In the third phase, eligible premenopausal women were enrolled from the cross-sectional phase into the longitudinal follow-up study. Women who met the eligibility criteria were 42-52 years old, had a uterus and at least one intact ovary, reported a menstrual period within the past three months and had not taken hormone medications (such as birth control pills, estrogen or progesterone preparations) in the last three months.
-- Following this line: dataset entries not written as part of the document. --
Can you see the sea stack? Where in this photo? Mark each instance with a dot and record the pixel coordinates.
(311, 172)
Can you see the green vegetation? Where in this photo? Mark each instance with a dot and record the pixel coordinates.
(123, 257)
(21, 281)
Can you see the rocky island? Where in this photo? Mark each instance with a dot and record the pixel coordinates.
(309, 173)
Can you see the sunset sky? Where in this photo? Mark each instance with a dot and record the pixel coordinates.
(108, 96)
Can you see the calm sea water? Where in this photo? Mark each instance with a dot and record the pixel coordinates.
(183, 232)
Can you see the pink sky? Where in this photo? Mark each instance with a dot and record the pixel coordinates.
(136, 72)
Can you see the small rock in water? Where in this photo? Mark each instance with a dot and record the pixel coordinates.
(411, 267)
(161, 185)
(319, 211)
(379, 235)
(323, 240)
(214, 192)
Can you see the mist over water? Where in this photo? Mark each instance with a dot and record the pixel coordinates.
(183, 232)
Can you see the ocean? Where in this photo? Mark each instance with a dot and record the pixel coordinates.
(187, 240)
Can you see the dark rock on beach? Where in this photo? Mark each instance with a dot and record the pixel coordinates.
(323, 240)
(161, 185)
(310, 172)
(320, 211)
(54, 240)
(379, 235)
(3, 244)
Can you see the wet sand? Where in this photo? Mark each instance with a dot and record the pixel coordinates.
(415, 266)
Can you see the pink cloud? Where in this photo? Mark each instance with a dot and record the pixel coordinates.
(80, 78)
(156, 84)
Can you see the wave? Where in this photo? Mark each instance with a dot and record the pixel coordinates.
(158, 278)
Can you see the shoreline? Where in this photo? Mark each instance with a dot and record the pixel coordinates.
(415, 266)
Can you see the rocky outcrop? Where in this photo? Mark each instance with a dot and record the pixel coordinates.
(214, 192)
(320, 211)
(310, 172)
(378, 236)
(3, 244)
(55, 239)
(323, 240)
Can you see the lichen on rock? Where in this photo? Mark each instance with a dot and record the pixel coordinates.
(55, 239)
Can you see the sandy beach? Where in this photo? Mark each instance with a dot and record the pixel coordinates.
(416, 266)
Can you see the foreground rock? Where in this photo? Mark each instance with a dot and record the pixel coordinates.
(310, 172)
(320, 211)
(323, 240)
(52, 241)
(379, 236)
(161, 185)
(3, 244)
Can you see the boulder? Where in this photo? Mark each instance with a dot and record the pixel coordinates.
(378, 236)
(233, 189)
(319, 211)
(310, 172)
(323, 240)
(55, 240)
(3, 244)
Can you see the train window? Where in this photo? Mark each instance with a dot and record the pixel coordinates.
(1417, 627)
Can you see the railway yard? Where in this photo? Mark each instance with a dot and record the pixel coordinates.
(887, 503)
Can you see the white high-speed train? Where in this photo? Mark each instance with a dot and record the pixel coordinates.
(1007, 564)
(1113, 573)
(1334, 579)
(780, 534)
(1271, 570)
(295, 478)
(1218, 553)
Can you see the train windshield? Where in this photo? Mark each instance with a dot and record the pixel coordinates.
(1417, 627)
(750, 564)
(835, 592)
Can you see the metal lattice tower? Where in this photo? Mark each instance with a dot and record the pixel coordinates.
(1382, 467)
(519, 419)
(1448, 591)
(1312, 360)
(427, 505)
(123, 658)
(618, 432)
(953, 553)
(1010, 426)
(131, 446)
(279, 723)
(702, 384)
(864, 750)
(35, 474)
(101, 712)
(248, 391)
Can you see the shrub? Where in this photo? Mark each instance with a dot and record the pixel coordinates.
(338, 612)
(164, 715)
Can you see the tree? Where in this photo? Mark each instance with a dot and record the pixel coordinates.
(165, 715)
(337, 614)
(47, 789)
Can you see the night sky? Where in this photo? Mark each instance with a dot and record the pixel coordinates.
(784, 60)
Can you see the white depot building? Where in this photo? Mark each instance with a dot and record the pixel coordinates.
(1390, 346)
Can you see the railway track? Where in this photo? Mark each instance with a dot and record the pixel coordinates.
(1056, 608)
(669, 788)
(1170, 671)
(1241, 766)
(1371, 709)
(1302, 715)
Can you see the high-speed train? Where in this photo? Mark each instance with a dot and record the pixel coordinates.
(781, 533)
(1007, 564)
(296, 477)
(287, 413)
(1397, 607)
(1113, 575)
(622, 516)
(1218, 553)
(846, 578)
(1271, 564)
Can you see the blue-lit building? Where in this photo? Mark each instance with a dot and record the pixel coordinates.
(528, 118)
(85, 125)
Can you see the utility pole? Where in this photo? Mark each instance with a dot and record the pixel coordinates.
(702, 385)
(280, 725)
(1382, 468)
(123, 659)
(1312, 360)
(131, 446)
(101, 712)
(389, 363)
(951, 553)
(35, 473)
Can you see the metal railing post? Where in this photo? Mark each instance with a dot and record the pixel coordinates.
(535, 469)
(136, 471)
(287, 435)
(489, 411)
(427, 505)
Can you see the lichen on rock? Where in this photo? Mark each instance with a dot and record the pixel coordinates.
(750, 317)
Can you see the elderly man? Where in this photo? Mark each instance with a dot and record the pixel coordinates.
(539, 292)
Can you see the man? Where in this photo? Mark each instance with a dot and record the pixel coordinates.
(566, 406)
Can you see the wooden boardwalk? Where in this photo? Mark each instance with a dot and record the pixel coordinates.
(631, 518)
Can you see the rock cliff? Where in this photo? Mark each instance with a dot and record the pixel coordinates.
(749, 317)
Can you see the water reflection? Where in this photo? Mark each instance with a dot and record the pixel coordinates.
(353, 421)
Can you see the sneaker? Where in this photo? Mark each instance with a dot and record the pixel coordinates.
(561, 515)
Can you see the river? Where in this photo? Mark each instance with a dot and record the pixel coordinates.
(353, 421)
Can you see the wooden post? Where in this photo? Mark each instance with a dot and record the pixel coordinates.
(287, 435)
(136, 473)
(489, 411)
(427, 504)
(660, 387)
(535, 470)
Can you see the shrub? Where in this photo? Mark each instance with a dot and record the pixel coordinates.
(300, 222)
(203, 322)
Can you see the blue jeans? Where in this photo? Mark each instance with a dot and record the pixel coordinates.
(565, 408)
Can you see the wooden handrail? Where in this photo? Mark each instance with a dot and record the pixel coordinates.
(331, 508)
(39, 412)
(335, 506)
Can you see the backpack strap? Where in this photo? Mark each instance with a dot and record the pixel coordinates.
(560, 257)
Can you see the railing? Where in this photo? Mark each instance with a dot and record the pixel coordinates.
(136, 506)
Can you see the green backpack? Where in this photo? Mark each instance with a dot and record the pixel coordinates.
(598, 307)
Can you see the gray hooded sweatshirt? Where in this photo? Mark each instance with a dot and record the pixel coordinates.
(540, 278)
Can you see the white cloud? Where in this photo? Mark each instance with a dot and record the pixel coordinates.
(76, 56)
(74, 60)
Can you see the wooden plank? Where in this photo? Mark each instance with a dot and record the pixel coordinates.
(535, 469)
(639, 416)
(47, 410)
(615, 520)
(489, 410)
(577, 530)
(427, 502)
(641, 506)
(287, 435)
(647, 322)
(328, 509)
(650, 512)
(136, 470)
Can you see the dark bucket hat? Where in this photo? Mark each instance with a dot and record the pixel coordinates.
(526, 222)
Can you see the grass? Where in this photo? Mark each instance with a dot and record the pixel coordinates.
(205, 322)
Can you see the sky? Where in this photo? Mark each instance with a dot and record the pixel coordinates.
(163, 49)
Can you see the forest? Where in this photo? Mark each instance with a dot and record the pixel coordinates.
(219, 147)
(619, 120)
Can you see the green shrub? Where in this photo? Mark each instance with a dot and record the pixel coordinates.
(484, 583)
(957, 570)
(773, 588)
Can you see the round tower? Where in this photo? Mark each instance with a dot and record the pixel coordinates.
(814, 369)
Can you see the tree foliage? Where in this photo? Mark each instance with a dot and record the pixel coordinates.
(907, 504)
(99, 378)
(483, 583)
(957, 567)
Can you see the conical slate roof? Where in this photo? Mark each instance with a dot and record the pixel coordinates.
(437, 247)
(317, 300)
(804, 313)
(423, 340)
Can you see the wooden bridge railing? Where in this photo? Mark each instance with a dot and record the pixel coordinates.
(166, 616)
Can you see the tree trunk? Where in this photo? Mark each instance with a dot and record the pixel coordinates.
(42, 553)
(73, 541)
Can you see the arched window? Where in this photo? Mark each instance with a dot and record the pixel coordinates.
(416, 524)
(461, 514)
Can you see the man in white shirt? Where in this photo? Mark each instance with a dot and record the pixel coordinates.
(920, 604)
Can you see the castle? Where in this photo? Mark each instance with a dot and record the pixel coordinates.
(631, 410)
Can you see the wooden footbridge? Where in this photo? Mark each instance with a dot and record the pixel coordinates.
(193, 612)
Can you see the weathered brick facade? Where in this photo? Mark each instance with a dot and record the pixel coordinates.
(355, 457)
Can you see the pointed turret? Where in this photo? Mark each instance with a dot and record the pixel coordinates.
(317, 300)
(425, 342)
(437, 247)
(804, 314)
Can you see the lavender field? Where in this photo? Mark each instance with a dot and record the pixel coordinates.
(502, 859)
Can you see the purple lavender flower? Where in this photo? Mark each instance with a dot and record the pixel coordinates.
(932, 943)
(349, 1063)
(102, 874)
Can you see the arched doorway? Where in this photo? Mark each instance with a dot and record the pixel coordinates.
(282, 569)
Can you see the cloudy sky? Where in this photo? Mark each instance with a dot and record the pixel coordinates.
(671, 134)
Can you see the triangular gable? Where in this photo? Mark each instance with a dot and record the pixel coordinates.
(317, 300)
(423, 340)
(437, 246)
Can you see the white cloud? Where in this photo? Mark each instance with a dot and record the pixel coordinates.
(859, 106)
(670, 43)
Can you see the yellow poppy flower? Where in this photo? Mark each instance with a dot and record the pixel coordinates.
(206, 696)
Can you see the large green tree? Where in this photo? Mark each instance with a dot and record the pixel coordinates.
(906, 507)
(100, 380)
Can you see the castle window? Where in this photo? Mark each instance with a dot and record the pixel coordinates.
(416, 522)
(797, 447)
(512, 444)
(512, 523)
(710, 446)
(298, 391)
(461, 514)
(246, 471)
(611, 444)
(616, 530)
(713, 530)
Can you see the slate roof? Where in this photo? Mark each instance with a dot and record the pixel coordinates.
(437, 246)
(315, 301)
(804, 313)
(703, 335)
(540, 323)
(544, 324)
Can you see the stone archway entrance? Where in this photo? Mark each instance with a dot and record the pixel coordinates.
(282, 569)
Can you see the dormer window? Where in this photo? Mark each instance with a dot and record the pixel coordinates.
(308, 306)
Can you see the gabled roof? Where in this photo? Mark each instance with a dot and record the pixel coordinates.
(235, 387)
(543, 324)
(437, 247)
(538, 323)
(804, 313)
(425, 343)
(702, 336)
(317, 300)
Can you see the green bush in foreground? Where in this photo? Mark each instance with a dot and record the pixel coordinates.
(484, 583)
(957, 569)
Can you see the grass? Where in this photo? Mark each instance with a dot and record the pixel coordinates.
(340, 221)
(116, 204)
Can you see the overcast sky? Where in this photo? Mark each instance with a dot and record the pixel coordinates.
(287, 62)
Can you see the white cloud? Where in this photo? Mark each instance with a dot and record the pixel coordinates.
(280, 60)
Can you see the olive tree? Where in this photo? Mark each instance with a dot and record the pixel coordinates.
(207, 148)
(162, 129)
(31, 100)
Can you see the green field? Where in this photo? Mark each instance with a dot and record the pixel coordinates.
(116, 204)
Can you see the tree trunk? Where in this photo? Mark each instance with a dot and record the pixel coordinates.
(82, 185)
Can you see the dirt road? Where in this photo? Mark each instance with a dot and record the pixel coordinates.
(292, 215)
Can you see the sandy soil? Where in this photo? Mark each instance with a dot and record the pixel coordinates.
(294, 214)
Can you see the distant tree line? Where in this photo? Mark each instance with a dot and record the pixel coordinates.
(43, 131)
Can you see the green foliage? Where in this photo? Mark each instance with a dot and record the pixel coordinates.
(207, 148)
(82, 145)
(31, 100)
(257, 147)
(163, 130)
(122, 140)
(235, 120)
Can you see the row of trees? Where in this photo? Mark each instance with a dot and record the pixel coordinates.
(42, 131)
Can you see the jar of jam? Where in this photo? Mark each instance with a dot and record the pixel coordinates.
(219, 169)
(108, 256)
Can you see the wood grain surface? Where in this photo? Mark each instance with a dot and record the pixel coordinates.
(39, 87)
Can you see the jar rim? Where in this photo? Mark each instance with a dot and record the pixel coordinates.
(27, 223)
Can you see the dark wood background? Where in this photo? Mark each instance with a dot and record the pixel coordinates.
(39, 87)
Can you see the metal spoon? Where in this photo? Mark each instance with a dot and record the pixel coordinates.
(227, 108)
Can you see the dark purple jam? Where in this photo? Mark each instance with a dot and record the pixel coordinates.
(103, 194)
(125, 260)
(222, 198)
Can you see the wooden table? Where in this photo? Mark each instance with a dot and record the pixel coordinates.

Enrollment into this phase began in January 1996 and all seven clinical sites completed the baseline visit by December 1997. A total of 3,302 eligible women were enrolled into the longitudinal study population of SWAN and completed the baseline study (1,550 Caucasian, 935 African American, 286 Hispanic, 250 Chinese, and 281 Japanese).
SWAN has completed the screening, baseline and 16 follow-up visits. Visits have taken place approximately every year. The annual visit has included the following core components: physical measures (weight, height, hip, waist, and blood pressure), fasting morning blood draw, interviewer-administered and self-administered questionnaires. Women were also given menstrual calendars to complete monthly over the next year. All questionnaires were translated into Spanish, Cantonese, and Japanese and could be administered by bilingual interviewers.
SWAN is currently in its sixth funding period, which includes a single in-person visit (visit 17) for the whole cohort. In addition to the annual visit core components listed above, new measures of cognition, sleep, physical activity, cardiovascular health, social functioning, and urogenital and sexual health are being completed by SWAN participants at visit 17.